According to the latest survey data from KFF’s COVID-19 Vaccine Monitor Dashboard, 73% of Hispanic adults reported being at least partially vaccinated, along with 70% of Black adults and 71% of white adults.
Back in May — prior to President Biden’s “month of action” — the same survey showed rates of 57%, 56%, and 65%, respectively, noted Marcella Nunez-Smith, MD, MHS, during a White House COVID-19 Response Team press briefing on Tuesday.
Disparities in vaccine uptake stemmed from barriers to access as well as concerns over safety and efficacy, which were often rooted in misinformation, explained Nunez-Smith, chair of the COVID-19 Health Equity Task Force.
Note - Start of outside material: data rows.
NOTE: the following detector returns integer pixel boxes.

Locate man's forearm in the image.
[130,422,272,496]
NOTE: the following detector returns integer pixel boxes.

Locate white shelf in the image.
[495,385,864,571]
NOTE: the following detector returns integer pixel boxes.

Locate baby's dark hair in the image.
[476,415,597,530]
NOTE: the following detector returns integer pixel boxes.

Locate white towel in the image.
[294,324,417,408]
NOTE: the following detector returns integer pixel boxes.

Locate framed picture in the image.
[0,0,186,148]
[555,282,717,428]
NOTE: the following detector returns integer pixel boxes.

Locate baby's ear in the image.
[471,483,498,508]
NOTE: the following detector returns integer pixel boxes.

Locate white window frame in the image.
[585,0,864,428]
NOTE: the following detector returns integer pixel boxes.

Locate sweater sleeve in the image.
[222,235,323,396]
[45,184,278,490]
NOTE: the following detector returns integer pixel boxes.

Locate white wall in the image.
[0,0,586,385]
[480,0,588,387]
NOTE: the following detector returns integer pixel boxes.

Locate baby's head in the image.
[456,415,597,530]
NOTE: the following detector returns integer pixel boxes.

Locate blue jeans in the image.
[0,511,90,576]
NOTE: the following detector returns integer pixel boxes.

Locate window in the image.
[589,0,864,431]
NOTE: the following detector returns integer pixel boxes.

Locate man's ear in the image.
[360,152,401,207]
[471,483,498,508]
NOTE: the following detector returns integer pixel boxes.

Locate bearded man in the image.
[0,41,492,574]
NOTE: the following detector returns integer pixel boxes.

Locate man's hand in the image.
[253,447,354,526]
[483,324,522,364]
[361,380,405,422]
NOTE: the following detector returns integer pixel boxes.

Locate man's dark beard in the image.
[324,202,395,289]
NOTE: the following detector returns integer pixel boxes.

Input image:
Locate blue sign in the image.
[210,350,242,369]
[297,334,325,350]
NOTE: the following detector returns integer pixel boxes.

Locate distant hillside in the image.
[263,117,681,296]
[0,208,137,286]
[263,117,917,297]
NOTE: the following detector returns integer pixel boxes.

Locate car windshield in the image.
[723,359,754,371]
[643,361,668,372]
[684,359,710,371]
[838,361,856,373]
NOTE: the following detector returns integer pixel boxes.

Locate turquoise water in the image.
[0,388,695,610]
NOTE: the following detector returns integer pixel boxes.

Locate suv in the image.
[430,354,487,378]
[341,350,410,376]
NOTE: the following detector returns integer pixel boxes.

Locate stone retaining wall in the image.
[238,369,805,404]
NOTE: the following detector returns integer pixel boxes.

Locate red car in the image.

And the closing of that gap, “that’s the result of intentional work to address those barriers, to address those concerns,” she said.
Response Team coordinator Jeffrey Zients credited the Biden administration’s “relentless focus on advancing equity” and its efforts to reach the hardest-hit and most vulnerable communities.
Other research also supports the findings from KFF dashboard’s, Nunez-Smith noted.
The Pew Research Center survey, which includes 10,000 respondents, found that 76% of Hispanic adults had received at least one COVID-19 shot, along with 72% of white adults and 70% of Black adults. And CDC’s National Immunization Survey, which polled 19,000 respondents by phone, found rates of 78%, 76%, and 73%, respectively.